Food is donated

All food given out is donated, whether by schools, churches, businesses, individuals, or through supermarket collections.

Such collections engage the public at supermarkets where they are met by volunteers who offer shoppers a ‘foodbank shopping list’ and ask them to buy an extra item with their shop. This food is then collected at the checkout before being taken to the foodbank warehouse.

 

Food is sorted and stored

At the warehouse, food is sorted by volunteers according to type and ‘best before date’. They also check it is undamaged (and that it can be used in a food parcel) and pack it into boxes and store it, ready for use. Food is then taken to foodbank centres, where it is made up into food parcels for clients.
Frontline professionals identify people in need.
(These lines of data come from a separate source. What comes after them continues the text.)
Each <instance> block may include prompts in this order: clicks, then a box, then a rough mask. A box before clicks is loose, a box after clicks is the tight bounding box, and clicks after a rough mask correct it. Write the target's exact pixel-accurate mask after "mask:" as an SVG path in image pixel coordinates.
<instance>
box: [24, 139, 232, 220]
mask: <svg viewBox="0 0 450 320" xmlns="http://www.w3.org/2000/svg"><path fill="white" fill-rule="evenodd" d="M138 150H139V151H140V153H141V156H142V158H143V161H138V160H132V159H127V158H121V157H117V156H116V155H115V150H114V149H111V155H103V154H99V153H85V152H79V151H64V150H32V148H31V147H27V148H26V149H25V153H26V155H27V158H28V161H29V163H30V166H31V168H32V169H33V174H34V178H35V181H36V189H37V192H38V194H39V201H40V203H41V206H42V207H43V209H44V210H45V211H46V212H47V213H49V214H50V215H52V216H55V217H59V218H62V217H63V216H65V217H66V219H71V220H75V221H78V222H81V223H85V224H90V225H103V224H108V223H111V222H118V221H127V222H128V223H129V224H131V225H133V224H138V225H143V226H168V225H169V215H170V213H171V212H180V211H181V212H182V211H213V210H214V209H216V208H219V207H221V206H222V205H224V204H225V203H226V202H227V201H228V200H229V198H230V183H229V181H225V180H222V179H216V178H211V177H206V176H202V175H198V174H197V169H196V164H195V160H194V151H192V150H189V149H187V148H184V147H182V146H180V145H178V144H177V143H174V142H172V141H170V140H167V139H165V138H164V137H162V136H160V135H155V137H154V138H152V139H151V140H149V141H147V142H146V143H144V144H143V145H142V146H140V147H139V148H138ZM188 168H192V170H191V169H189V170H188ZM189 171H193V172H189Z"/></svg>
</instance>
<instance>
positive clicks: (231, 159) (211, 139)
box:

Care professionals such as doctors, health visitors, social workers, Citizens Advice Bureau staff, welfare officers, the police and probation officers, amongst others, identify people in crisis and issue them with a foodbank voucher.

 

Clients receive food

Clients bring their voucher to a foodbank centre where it can be exchanged for three days supply of emergency food. Food parcels have been designed by dieticians to provide recipients with nutritionally balanced food. Clients are signposted to further support.

Volunteers meet clients over a cup of tea or hot meal and are able to signpost people to agencies who can help resolve the longer-term problem. As foodbanks are an emergency food-provision service, it is important to get clients in touch with organisations who can help them address the underlying problem.